As a developer of the custom logger, we can still use the same fix: first lock Logger.class before calling addLogger() so that the locking sequence becomes: Logger.class, transient lock on LogManager.getLogManager() followed by a lock on _unInitializedLoggers, lock on Logger.class().

A fix in GlassFish would simply make addLogger() synchronized. An alternative fix is to make the synchronized block smaller: it should not extend over doInitializeLogger().

Deadlock with the IBM JDK

All was well until this was run on the IBM JDK. As it turns out, Logger.getLogger() doesn't lock Logger.class, it locks LogManager.getLogManager().

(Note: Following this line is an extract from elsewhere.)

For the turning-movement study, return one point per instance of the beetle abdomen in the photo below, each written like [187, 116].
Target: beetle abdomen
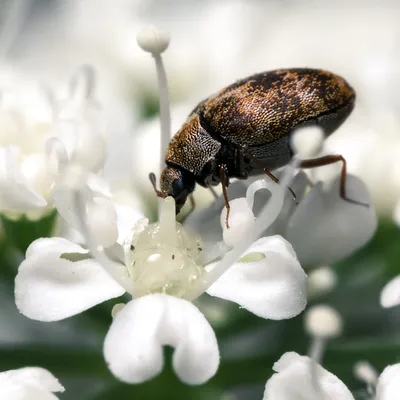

Now there is a new deadlock: Thread 1 calls Logger.getLogger() and by doing so, locks LogManager.getLogManager(), and then tries to lock _unInitializedLoggers and later tries to lock LogManager.getLogManager() again. Thread 2 calls addLogger() and by doing so locks first _unInitializedLoggers which later tries to lock LogManager.getLogManager(). The problem is back: the sequence of locking is reversed.

Lessons learned

The first lesson is that of the deadlock itself: one should be extremely careful when locking an object, and then calling into another object, especially if that object is meant to be a baseclass in a public API. Both Logger and LogManager may be overridden, and are clearly very public.

The second lesson is that instead of building workarounds, try to get a fix the original bug. Or at least try to have the original issue addressed while adding a workaround. In my case, I never filed a ticket against the JDK or against GlassFish. I should have known better.

... or not?

At this very moment, GlassFish v2.1.1 is about to be shipped, and we need GlassFish v2.1.1 on AIX for the upcoming CAPS release. A bug fix in GlassFish v2.1.1 is probably not going to get in. So I'm making yet another workaround: don't use a custom logger at all as to avoid the whole addLogger() problem. Instead, use standard Logger objects, but provide a custom filter that manipulates the log record. This will work on both unpatched versions of GlassFish, and also on unpatched versions of the JDK. Still, I hope the GlassFish problem will be fixed.